Scientists identify protein that could minimize flu pandemics
Without the SOCS4 protein, the immune response in humans to influenza infection is slowed while there is a subsequent large increase in the number of damaging inflammatory molecules in the lungs. Such a flood, called a "cytokine storm," is believed to contribute to flu-related deaths in humans.
Institute researchers first identified cytokine signaling suppressor molecules that control the flow of chemical messages inside cells in the 1990s. Cytokines are released by immune cells to trigger an immune response to protect the body from infection, but SOCS proteins will suppress such activity if too many cytokines are released to prevent unwanted inflammation and tissue damage.
"We showed that, following influenza infection, the immune system did not respond as quickly as expected, and initially sent key immune cells to the wrong location in the body," Lukasz Kedzierski, one of the scientists who worked on the project, said about removing SOCS4. "In addition, inflammatory cytokines began to accumulate in the lungs, leading to a cytokine storm that causes significant damage to the tissue."

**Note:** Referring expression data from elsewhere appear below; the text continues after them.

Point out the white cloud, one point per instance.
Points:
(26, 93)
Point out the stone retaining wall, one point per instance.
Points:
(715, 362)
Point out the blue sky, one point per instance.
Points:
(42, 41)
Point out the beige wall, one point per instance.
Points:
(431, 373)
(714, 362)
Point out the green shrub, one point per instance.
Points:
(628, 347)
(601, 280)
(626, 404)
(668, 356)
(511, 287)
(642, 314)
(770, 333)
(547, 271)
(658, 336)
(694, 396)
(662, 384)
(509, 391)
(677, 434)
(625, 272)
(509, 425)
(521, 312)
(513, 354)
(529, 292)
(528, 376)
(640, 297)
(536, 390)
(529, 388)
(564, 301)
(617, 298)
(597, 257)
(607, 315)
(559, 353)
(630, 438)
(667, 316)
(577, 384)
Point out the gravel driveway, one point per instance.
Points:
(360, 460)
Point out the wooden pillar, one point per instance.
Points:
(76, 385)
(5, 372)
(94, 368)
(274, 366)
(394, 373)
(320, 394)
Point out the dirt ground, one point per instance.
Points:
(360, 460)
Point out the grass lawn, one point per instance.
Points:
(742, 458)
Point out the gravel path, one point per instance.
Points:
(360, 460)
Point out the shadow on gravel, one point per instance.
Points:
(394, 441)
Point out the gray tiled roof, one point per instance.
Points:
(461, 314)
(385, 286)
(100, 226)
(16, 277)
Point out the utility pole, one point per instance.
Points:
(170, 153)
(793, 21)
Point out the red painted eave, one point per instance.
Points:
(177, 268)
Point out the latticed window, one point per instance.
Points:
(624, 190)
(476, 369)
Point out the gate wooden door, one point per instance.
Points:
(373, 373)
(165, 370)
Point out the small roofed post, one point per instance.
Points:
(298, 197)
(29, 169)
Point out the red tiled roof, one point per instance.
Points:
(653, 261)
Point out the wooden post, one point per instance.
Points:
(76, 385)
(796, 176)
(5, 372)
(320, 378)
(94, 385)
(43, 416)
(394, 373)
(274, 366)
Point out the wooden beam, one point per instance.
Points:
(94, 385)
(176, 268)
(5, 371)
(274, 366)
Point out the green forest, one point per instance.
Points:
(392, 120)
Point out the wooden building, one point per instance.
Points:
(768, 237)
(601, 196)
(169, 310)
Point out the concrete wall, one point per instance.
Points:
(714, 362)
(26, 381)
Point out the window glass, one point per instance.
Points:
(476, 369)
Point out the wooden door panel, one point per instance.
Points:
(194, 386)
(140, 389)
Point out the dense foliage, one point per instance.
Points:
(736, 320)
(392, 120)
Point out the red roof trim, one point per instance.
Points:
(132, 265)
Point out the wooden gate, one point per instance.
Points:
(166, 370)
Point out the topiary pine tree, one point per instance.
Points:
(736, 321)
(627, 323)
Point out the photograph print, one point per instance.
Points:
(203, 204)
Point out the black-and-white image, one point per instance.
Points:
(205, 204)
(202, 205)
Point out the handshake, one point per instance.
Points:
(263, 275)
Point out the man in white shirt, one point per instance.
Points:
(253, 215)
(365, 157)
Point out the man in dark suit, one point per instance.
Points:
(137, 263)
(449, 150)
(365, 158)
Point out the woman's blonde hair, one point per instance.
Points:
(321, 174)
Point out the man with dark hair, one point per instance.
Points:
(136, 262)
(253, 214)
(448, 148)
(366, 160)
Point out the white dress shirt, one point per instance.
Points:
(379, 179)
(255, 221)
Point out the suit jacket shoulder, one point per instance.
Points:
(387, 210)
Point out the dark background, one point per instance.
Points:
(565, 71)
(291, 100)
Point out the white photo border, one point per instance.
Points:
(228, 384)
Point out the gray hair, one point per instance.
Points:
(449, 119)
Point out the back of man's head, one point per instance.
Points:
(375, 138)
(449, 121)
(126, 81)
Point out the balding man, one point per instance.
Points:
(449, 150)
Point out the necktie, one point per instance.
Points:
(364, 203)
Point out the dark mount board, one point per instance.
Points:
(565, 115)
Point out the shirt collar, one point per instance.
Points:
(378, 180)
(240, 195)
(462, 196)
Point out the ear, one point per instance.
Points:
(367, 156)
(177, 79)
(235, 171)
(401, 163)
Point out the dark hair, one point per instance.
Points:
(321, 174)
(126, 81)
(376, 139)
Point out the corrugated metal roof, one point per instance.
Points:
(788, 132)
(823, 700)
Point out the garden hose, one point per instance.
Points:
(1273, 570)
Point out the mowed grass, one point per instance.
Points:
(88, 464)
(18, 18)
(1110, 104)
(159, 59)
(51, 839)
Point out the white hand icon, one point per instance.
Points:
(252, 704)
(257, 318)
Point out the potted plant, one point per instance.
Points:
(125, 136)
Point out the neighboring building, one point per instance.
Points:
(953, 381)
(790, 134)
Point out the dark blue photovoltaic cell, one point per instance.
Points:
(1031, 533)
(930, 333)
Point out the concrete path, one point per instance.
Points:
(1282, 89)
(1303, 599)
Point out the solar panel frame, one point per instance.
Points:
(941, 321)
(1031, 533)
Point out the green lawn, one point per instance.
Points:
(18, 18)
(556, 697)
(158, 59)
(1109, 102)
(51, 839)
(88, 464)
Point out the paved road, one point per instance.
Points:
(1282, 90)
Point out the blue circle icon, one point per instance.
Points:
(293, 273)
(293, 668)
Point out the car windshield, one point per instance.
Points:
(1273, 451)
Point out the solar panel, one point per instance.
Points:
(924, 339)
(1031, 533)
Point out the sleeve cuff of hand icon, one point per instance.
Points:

Drugs that enhance or mimic the SOCS4 action could lead to a way to treat pandemic or more aggressive flu strains, as well as other infections.
"Knowing the target and function of SOCS4 may lead to us being able to control inflammation in severe cases of the flu or to the development of new, preventive therapies," Sandra Nicholson, another of the project's researchers, said. "Our research so far is very promising and we have some strong leads to pursue in finding out exactly how this molecule works."